This book’s reputation precedes it. I had heard all about it and how very popular it was (there was a significant waiting list and both branches of my local library), as well as the controversy it helped fuel with William Bennett. I must admit that I was somewhat suspicious at the marketing: the insistence that Levitt is a “rogue” economist (re: the subtitle), and a similar theme throughout the introduction, namely that Levitt may be young (relative to his profession), but golly, he sure is smart. And unorthodox!
In short, Levitt’s publishers were doing their damnedest to make the book appear subversive and controversial. I am loathe to believe marketing hype, but given that a chapter is devoted to the effects of legalized abortion on crime rate, I expected the book to be at least somewhat inflammatory.
Mostly, it’s not. At least in the sense that doesn’t make any other assertions that are as, erm, dramatic as the aforementioned; however, the book is dedicated to deconstructing certain myths about crime and parenting, as well as explaining just how to make those assertions based on data and regression charts.

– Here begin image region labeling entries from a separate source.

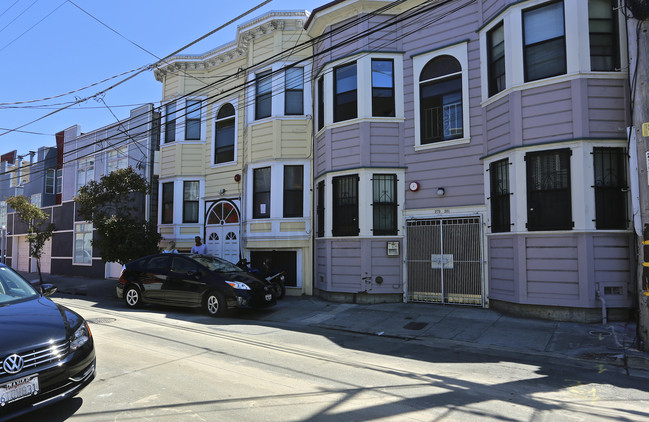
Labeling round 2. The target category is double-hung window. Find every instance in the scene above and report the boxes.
[106,145,128,174]
[284,166,304,217]
[525,148,573,231]
[487,22,505,96]
[372,174,398,236]
[160,182,174,224]
[77,157,95,192]
[523,1,566,82]
[185,100,202,141]
[333,62,358,122]
[73,223,92,264]
[183,180,200,223]
[252,167,270,218]
[331,174,360,236]
[372,59,395,117]
[214,103,236,164]
[255,70,273,120]
[588,0,620,72]
[165,103,176,143]
[593,148,628,230]
[284,67,304,115]
[419,55,464,144]
[489,158,511,233]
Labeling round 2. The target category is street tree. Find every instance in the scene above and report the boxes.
[7,195,56,284]
[74,167,162,264]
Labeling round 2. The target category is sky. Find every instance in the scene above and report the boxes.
[0,0,329,155]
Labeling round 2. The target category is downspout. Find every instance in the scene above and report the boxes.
[595,283,608,325]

Levitt’s prose reminds me a lot of Brian Greene’s (and his appearance reminds me of Bob Saget) in that he’s tackling esotery with language that’s almost condescendingly simple: he feels the need to reiterate in simpler terms things that his readers should already know or remember from earlier in the book.
That being said, I found the book interesting, if not entirely convincing. Here’s Levitt’s basic argumentative tactic.
- State convention wisdom
- Cite (often single) study
- Reject conventional wisdom and solidly propose its opposite
Now, I’m no economist, but that seems awfully impulsive to me.
Still, as fodder for further exploration and argument, Freakonomics delivers on its promise: namely, it explores the hidden side of things. Recommended.